21. Risk of cervical dysplasia and cancer in patients with inflammatory bowel disease
C. Rungø1, J. Simonsen2, L. Riis3, M. Frisch1, E. Langholz4, T. Jess1, 1Statens serum institute, Department of Epidemiology and Research, Copenhagen, 2Statens Serum Institute, 3Herlev Hospital, 4Gentofte Hospital, Denmark
Whether patients with inflammatory bowel disease are at an increased risk of cervical neoplasia remains unclear. We examined if female Danish patients with ulcerative colitis (UC) or Crohn's disease (CD) had a higher risk of receiving a diagnosis of cervical dysplasia or invasive cervical cancer and/or higher screening intensity than women in the background population.
By combining data from Danish national registers we conducted a matched-cohort study on 20,542 female patients with UC and 9,466 patients with CD, diagnosed in Denmark from 1977–2011, compared with 1,508,334 individually age- and geography-matched control women from the general population.
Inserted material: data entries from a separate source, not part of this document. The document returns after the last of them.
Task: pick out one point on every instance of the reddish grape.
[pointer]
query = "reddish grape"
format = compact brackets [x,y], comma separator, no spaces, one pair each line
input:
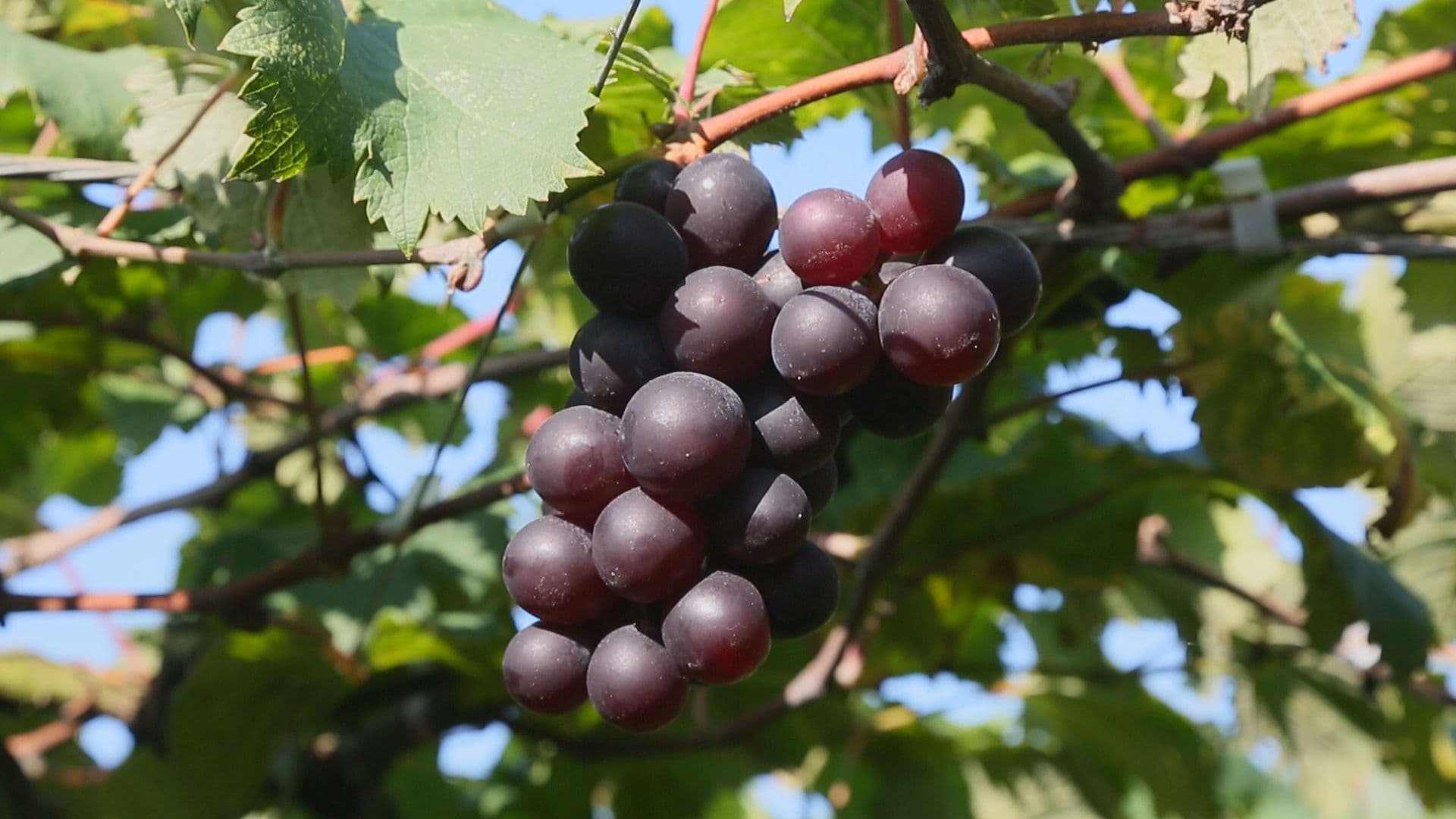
[724,209]
[1003,264]
[574,463]
[829,237]
[626,259]
[820,484]
[761,518]
[938,324]
[892,406]
[718,632]
[718,324]
[800,594]
[647,548]
[685,436]
[791,431]
[647,183]
[918,197]
[634,682]
[824,340]
[777,280]
[612,357]
[548,570]
[545,668]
Dysplasia was divided into “mild-to-low-grade” and “moderate-to-high-grade”, the latter including carcinoma in situ in accordance with the Bethesda classification. Cancer was defined as “primary cancer of cervix uteri”. Risk of dysplasia or cancer was estimated by stratified Cox regression analysis and results are presented as hazard ratios (HRs) with 95% confidence intervals.
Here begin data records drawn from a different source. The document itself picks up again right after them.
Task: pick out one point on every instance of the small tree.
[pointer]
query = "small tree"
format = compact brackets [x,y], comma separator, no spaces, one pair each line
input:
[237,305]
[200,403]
Using Poisson regression we estimated the average cervical cancer screening rate ratio (RR) in UC and CD patients compared to that of women in the background population.
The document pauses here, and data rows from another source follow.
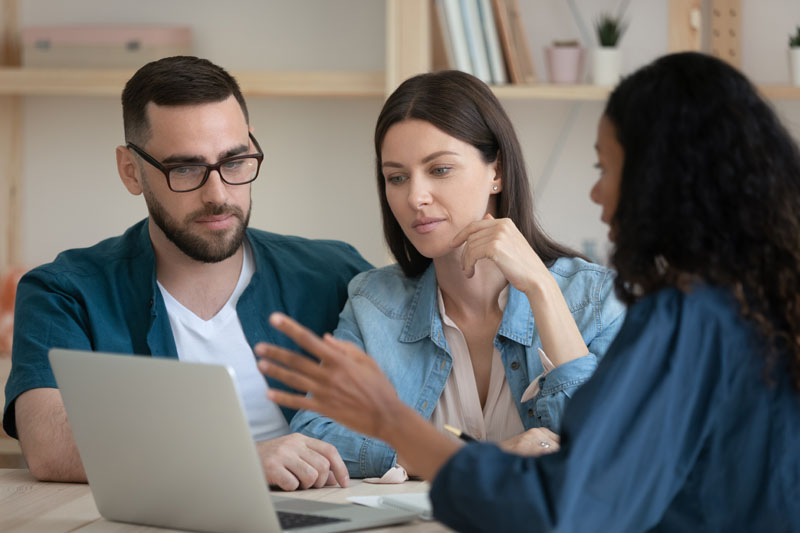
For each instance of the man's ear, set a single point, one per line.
(129, 171)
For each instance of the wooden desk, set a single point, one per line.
(27, 505)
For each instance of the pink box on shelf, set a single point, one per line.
(102, 46)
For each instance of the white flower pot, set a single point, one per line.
(794, 66)
(606, 65)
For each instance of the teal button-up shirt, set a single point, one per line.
(105, 298)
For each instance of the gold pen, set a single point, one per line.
(460, 434)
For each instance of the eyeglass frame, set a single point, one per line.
(166, 169)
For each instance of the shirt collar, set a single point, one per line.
(424, 319)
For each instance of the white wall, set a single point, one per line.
(317, 178)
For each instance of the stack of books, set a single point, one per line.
(484, 38)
Screening activity was inconspicuous in women with CD (RR= 0.99; 95% CI: 0.95–1.03), but slightly increased in patients with UC (RR= 1.06; 95% CI: 1.03–1.09). For CD patients, risks of mild-to-low-grade (HR= 1.40; 95% CI: 1.22–1.61) or moderate-to-high-grade (HR= 1.25; 95% CI; 1.11–1.41) dysplasia were significantly increased, but this was not the case in UC patients (HR = 1.11; 95% CI; 0.97–1.26 for mild-to-low-grade; HR= 1.08; 95% CI: 0.97–1.20 for moderate-to-high-grade). Accordingly, risk of invasive cervical cancer was increased in CD patients (HR = 1.51; 95% CI: 1.08–2.13) but not in UC patients (HR = 0.78; 95% CI: 0.57–1.08). Risk of invasive cervical cancer increased with time since CD diagnosis, being 84% increased after 10 years (HR = 1.84; 95% CI: 1.12–3.04).
In this nationwide study of UC and CD patients followed over a 35-year period, we show that women with CD are at increased risk of cervical dysplasia and invasive cervical cancer despite similar screening intensity as in the general population. No increased risk of cervical neoplasia was seen in patients with UC.